In November 2005 I sat with the Indian affairs minister and we hammered out an agreement with the head of the regional office for Ontario. I actually looked it up in the paper. Chief Mike Carpenter went to the school to tell the students and they were all yelling for joy because they had brought home an agreement to build that school.
Well, there is no school. We have had two other Indian affairs ministers. Another one signed off on the agreement. The latest we understand is that it is now at the preliminary project approval stage. That means they are nowhere in getting this school built because Indian affairs continues the pattern of systemic negligence toward the most vulnerable, our young. We simply need someone to sign off on this agreement. The banks and the community will do the rest.
Attawapiskat is sitting on what is now one of the richest diamond deposits in the western world. It took four years to get that mine up and running. There was hurdle after hurdle. There was no problem for the federal government and the province to get that diamond mine up and running in the most isolated region in the province of Ontario. We could get the permits. That is good, because in northern Ontario we support mineral development and we hope that this mine will employ first nations people. It can be a positive story.
It is amazing when we juxtapose the phenomenal riches of the Victor diamond mine with the abysmal poverty that is in Attawapiskat.

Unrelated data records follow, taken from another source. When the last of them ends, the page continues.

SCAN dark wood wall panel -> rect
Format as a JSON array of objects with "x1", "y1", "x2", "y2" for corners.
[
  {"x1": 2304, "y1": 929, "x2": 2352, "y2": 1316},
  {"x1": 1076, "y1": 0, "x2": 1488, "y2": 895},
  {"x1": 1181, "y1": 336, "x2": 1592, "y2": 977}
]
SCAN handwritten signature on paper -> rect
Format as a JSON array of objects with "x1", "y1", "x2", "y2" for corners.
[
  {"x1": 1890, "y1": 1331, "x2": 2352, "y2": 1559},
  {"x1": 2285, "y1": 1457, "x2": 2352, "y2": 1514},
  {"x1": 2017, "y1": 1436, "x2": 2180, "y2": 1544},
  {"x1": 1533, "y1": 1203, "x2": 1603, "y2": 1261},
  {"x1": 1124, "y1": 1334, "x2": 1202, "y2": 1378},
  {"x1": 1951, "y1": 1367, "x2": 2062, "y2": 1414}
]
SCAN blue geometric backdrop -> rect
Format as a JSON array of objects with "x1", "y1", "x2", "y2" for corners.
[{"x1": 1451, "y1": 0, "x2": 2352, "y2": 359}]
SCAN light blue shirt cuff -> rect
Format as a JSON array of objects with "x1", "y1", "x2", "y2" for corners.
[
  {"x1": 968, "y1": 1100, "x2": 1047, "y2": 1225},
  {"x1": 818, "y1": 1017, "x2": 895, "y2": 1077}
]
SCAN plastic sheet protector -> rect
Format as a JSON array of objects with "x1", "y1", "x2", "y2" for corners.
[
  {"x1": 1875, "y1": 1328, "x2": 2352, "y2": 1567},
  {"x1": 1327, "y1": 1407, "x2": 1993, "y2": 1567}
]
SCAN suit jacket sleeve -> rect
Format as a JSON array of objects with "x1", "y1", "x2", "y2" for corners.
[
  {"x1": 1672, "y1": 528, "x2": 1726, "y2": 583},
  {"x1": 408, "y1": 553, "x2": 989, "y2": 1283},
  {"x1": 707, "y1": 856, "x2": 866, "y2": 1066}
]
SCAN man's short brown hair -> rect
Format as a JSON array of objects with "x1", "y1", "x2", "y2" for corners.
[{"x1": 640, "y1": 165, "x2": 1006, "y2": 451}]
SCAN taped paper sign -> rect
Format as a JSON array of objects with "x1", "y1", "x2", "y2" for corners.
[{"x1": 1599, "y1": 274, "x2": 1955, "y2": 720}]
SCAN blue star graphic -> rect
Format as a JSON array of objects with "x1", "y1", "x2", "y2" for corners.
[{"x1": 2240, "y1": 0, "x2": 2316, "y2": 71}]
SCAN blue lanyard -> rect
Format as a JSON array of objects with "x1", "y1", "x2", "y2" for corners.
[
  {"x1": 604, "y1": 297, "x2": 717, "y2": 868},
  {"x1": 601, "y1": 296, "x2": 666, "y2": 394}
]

We have to ask why is it that they could discover diamonds in a place as isolated as the Mushkegowuk Cree territory. Infrastructure was put in place and cost was no object. The federal government and the province was ready to sign whatever had to be signed to get that mine up and running. Meanwhile, the greatest single resource that we have in northern Ontario, our young people, were left sitting on top of a toxic contaminated site. Nobody so far has come forward from the regional office of INAC to sign that agreement, even though we have a commitment from the minister and a commitment from the director general of Ontario.
What we are seeing in Attawapiskat is what we see every single day across first nation territories in Canada. It is a disgrace. Let us just call it for what it is. We need some accountability. We need to set some standards. We need to start making some things happen so that the next generation will not ask how this could have been allowed to happen, how could people have sat back and said, “Who cares”.